“For this reason I bow my knees before the Father, from whom every family in heaven and on earth is named, that according to the riches of his glory, he may grant you to be strengthened with power through his Spirit in your inner being, that Christ may dwell in your hearts through faith – that you, being rooted and grounded in love, may have strength to comprehend with all the saints what is the breadth and length and height and depth, and to know the love of Christ that surpasses knowledge, that you may be filled with the fullness of God.” Ephesians 3:14-19
I’ve been praying Paul’s prayer in Ephesians 3 for myself lately. I pray it for others on a regular basis but for some reason I’ve never gotten into a habit of praying it for myself. I’m not sure why. But lately I’ve felt a great need to know the love of God, to really know it, not just know about it. And that’s what Paul is getting at I think.

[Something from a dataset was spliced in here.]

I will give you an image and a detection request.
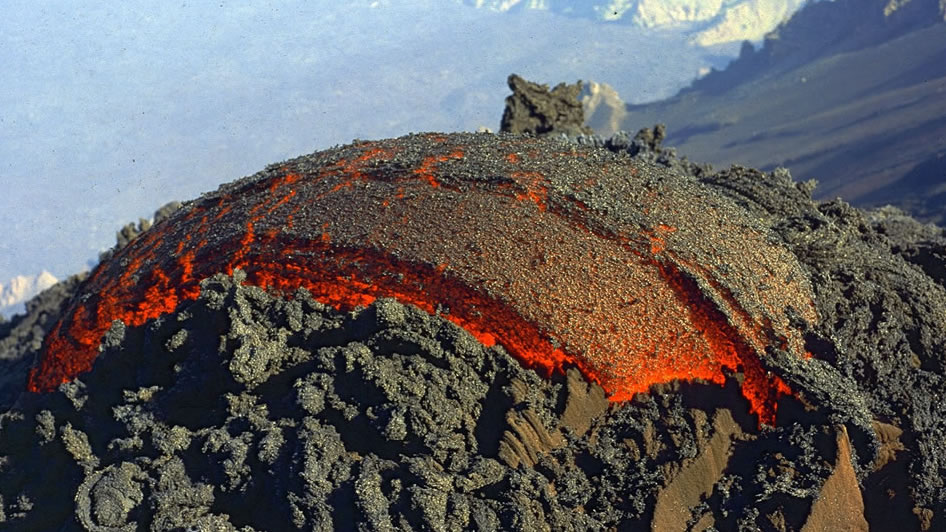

I love to study and learn. I love to teach others about God. But does this acquiring of knowledge about God lead me to loving him and experiencing his love in return? Or have I forgotten about love in the midst of all my study? Some of us may shy away from talking about experience, as if experience is an enemy of sound doctrine. But I really think they’re friends. Doctrine without experience is dry and dead. Experience without doctrine is disorder and confusion. Good doctrine must inform our experience, and all our experience should be guided by sound doctrine. But if all my study of Scripture and doctrine doesn’t result in any experience of loving God and being loved by him, I’ve truly missed out.
For isn’t this the whole point of the story, the capital ‘S’ story of redemption? The story of redemption told in the Bible is a love story, a rescue mission in which God redeems his people and brings them back to himself. Why? Because he loves them! And he desires our love in return. I fail when I make Bible reading and Bible study a mere exercise in accumulating knowledge about God instead of knowledge of God. And that knowledge of God should ultimately lead me to a greater love for God. Paul proclaims deep truth in Ephesians 1 about God’s unconditional election of his chosen people and to study that takes much time and effort. But if at the end of your study, you’re only left with a great argument for predestination, you’ve missed the point! There are five more chapters in the book! And right in the middle is this powerful prayer. Notice what Paul doesn’t pray for. He doesn’t pray for the Ephesians to be able to defend the doctrine of unconditional election with their friends. No! He asks for God to give them the strength to comprehend what that doctrine points to – the astounding and incomprehensible love of God in Christ!
No amount of study is going to give us this kind of strength. The reason Paul prays this way, and the reason we need to as well is because our comprehension of the love of God is weak. Our understanding is stunted. It seems the love of God is so profound that we need the supernatural help of the Spirit to give us the strength to grasp its meaning.
So in your zeal to know God’s word, don’t forget love. Don’t forget the point of the Story and where we’re headed. We’re headed to a wedding feast. A wedding feast where we’re the beloved Bride and the Lamb of God is our groom.
I think I’ll be praying Paul’s prayer more often now.